I write more-or-less competently, but not quickly. The time required to swallow my scruples and find an innocuous entry-angle to these topics that won’t make my eyeballs fall out is time I can’t afford to lose, not if I want to post acceptance letters to my cubicle with a post-it reading “HA HA FUCK ALL Y’ALLS”. I need an instant fallback.

1. Philosophers on the Original Sin Position

Fortunately, there’s a glorious tradition designed specifically for this kind of bullshit. Turning nonsense into meaning by adding in a nonsensical vantage point from which to consider it has been the bread and butter of philosophy since Plato went into the Cave. Rousseau did it with the evolution of social contracts; John Rawls did it with the Original Position. It’s a type of exercise that harnesses our imagination and uncovers our moral and metaphysical intuition.

Meanwhile, Freud began the process of bringing sexual motives into other areas of human thought. More recently, feminist theory has brought sexual activity and abuse to the forefront of social consciousness, while popular magazines (e.g., Cosmopolitan) frame personal/romantic desireability as primarily a function of sexual attractiveness and technique.
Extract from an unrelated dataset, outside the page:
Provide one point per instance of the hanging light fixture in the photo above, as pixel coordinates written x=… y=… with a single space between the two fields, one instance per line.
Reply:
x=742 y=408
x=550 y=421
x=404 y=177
Something something popular culture used as a lens for history, stuff.

2. Sex as Ethos

In the interests of not having this post hang around in draft mode any longer, and getting some sleep tonight, I’ll leave this unwritten. Imagine some very enthusiastic hand-waving.

Comments

  1. Godspeed wrote:

    I am an engineering student and other than taking some undergrad electives in social science, I have never gone too deep into any of those social problems researches. These GRE topics really made me think that those social workers, their taxpayer funded researches are indeed waste of money.